Antwi et al. spiked mouse plasma with concentrations of adalimumab ranging from 20 to 8,000 g/mL. They then loaded Streptavidin MSIA disposal automation research tips (D.A.R.T.s) with biotinylated anti-human Fc single-domain antibody using a Versette Automated Liquid Handler (all from Thermo Scientific). During incubation, the micro-columns within each of the MSIA D.A.R.T.s selectively trapped adalimumab.
The investigators used a ProSwift RP-4H LC column for liquid chromatography and a Q Exactive hybrid quadrupole-Orbitrap mass spectrometer with XCalibur software (revision 2.2) (all from Thermo Scientific) for mass spectrometry analysis.

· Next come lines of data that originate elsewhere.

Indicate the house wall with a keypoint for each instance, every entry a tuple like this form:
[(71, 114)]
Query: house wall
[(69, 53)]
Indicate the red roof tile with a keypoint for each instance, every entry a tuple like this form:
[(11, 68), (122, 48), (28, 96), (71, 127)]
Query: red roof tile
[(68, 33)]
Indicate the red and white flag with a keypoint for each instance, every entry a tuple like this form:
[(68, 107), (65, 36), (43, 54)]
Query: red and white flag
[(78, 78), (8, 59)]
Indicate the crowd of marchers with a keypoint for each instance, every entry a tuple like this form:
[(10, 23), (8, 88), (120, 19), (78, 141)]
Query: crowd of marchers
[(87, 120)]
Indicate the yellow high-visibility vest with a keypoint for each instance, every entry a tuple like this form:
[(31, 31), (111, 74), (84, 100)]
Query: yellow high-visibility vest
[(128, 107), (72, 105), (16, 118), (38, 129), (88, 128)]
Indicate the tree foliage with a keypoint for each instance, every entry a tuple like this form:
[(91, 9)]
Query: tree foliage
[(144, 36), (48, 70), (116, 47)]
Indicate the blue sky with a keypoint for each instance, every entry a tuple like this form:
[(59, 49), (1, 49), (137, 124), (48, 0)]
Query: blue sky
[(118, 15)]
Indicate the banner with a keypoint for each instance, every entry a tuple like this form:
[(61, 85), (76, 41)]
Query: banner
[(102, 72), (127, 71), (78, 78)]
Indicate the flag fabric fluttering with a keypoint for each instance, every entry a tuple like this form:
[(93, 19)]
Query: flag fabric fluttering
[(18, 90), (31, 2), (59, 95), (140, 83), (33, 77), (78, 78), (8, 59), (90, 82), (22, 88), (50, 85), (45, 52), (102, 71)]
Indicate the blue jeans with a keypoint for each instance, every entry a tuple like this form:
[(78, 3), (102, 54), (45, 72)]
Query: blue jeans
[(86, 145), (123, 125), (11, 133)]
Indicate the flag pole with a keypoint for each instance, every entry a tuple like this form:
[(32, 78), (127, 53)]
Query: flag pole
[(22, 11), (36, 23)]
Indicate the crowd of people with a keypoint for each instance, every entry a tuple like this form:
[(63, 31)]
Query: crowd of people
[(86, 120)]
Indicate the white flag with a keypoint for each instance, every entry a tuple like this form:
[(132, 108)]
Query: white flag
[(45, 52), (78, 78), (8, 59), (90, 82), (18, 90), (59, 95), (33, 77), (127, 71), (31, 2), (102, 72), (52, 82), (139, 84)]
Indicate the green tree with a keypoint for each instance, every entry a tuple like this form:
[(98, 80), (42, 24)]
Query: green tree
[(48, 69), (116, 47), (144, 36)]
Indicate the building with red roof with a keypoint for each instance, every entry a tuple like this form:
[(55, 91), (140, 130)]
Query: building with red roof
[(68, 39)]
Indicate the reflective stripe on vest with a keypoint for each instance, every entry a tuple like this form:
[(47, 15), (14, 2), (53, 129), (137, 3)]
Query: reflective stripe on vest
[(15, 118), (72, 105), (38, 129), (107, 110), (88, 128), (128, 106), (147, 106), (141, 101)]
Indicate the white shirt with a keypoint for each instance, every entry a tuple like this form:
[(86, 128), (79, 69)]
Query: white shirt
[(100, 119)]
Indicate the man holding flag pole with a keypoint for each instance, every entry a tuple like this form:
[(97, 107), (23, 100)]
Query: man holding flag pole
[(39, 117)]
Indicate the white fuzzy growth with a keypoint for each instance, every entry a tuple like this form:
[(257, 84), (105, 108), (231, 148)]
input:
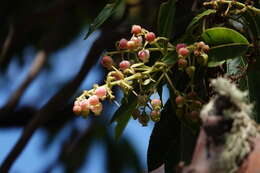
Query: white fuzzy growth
[(224, 87)]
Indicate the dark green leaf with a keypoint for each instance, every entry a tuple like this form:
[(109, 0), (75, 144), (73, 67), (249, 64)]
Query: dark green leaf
[(215, 63), (220, 53), (123, 114), (222, 35), (196, 20), (106, 12), (166, 18), (170, 58)]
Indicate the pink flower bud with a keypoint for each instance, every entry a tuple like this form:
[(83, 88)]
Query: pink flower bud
[(179, 100), (150, 37), (84, 104), (97, 109), (77, 109), (93, 100), (136, 29), (156, 103), (123, 44), (144, 55), (155, 115), (101, 92), (183, 51), (180, 45), (124, 65), (200, 44), (107, 62)]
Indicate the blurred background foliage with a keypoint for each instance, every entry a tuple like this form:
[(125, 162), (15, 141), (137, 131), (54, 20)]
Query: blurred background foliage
[(47, 27)]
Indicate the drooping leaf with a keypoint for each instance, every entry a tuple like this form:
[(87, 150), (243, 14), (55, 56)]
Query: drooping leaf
[(234, 67), (196, 20), (218, 54), (105, 13), (252, 22), (166, 18), (164, 138), (123, 114), (221, 35)]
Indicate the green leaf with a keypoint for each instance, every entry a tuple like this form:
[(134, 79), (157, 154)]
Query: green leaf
[(123, 114), (170, 58), (234, 68), (222, 35), (166, 18), (106, 12), (223, 52), (196, 20)]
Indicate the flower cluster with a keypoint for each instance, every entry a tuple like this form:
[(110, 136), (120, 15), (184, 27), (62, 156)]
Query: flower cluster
[(133, 68)]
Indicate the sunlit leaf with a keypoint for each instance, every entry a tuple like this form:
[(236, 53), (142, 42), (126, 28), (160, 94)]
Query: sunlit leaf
[(166, 18)]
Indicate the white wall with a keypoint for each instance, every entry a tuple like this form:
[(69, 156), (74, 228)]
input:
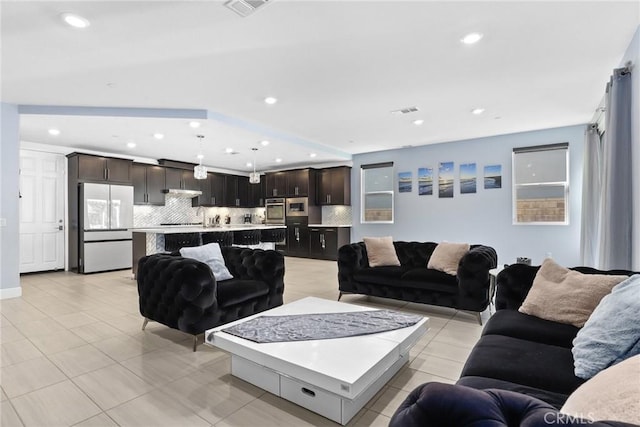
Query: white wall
[(9, 213), (633, 54), (484, 217)]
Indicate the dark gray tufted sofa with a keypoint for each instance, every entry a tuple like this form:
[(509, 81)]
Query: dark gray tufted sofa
[(183, 294), (412, 281)]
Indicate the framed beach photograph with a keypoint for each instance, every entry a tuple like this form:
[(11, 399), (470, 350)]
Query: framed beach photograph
[(468, 178), (425, 181), (493, 176), (405, 182), (445, 180)]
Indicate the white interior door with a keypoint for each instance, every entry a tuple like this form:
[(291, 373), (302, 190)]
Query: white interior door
[(41, 211)]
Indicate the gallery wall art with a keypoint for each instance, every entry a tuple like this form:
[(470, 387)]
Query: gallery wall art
[(425, 181)]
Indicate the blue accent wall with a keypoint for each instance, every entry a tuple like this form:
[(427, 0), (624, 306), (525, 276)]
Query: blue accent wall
[(486, 216)]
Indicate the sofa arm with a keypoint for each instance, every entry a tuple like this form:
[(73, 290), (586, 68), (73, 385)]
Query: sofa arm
[(473, 277), (256, 264), (175, 291), (351, 258), (436, 404)]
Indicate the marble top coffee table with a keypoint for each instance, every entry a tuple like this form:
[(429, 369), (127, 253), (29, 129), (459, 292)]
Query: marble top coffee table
[(334, 377)]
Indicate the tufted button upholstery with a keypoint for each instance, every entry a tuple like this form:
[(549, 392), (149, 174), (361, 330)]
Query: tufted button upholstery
[(412, 281), (183, 294), (436, 405)]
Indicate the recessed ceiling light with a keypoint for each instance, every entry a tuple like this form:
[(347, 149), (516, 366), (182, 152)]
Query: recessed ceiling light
[(75, 21), (472, 38)]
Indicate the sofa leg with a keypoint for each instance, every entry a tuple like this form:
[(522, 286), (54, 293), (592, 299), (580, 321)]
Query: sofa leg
[(479, 317)]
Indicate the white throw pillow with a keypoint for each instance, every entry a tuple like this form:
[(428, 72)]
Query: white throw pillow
[(211, 255), (446, 257)]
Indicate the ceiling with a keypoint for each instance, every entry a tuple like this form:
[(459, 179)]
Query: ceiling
[(338, 69)]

LC-MS analysis generated four masses at 148,080, 148,245, 148,407 and 148,565, representing the addition of hexose groups to adalimumab. The masses at 148,203, 148,363 and 148,527 showed mass difference of ~123 Da, suggesting the presence of two sodium and two potassium adducts. The team also observed a linear dynamic range of 125 to 8,000 ng/mL when intact adalimumab was detected with the native structure preserved. When the intact adalimumab was deglycosylated, they were able to detect adalimumab at concentrations as low as ~20 ng/mL.
Using MSIA, the investigators defined a more sensitive system that enables researchers to obtain more robust and reproducible results.
1. Antwi, K., Niederkofler, E.E. & Kiernan, U.A. (2015) “A universal pre-clinical solution for the bioanalysis of fully human therapeutic monoclonal antibodies in plasma” [Poster]. Thermo Fisher.